A friend of mine told me recently that after many years of trying, he has concluded that he cannot change the world. He will do his best wherever he can, but he has resigned himself to the reality that the world seems stubbornly resistant to changing at the rate and in the direction he desires.

I think this was a wise choice. The world, of course, with its births and deaths, its rising suns and flowing rivers, is changing every single moment of every single day. It can’t help but to do so. But no matter how many fraternities and sororities we join, no matter how many fashion trends we follow, no matter how many doctrines we live by, humans remain bound by the laws of their impregnable autonomy. Like it or not, we have no choice but to make up our own minds, even if we make up our minds to do what someone else tells us to.

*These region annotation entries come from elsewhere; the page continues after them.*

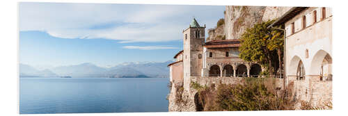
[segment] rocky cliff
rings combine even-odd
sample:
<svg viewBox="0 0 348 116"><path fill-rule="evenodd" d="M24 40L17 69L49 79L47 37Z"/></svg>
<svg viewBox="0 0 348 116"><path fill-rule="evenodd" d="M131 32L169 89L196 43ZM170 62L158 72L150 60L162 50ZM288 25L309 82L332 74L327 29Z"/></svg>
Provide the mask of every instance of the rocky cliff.
<svg viewBox="0 0 348 116"><path fill-rule="evenodd" d="M208 30L209 39L239 39L246 28L262 21L278 18L291 7L271 6L226 6L225 24ZM225 35L226 38L221 38Z"/></svg>
<svg viewBox="0 0 348 116"><path fill-rule="evenodd" d="M214 40L239 39L246 28L257 23L267 21L280 17L290 7L265 7L265 6L226 6L225 11L224 24L208 30L208 38L206 42ZM216 21L217 22L217 21ZM209 85L217 83L203 79L199 81L191 77L192 82L202 85ZM234 83L237 81L233 78L216 78L215 81L224 82L226 84ZM227 79L227 80L226 80ZM172 89L168 96L169 111L196 111L195 97L197 90L190 88L185 90L182 85L172 85Z"/></svg>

Frustrating, I know, but it’s true. No one in the history of the world has ever changed anyone else’s mind—not Jesus, not Gandhi, not M. L. King, not Shakespeare or Toni Morrison or John Lennon. What these people did do was offer attractive alternate realities. That’s all anyone can do, be they writer or diplomat or grandmother. As we offer these realities we must grant our readers, our friends, and our parents the full right of refusal. To do otherwise would not be to offer but to demand, and the quickest way to be rejected is to demand someone accept you.

As writers we often find ourselves believing we must be accepted. It isn’t true. No one in the world must accept anything we offer. What we must accept, however, are those gifts that come to us as we listen for our stories. Once received, we should return them as faithfully and attractively as possible in what we write. There is nothing more to be done but trust that the gift we received could not have been for us alone, and that the world changes not just by tides and seasons, but the simple and continued act of like souls seeking companionship.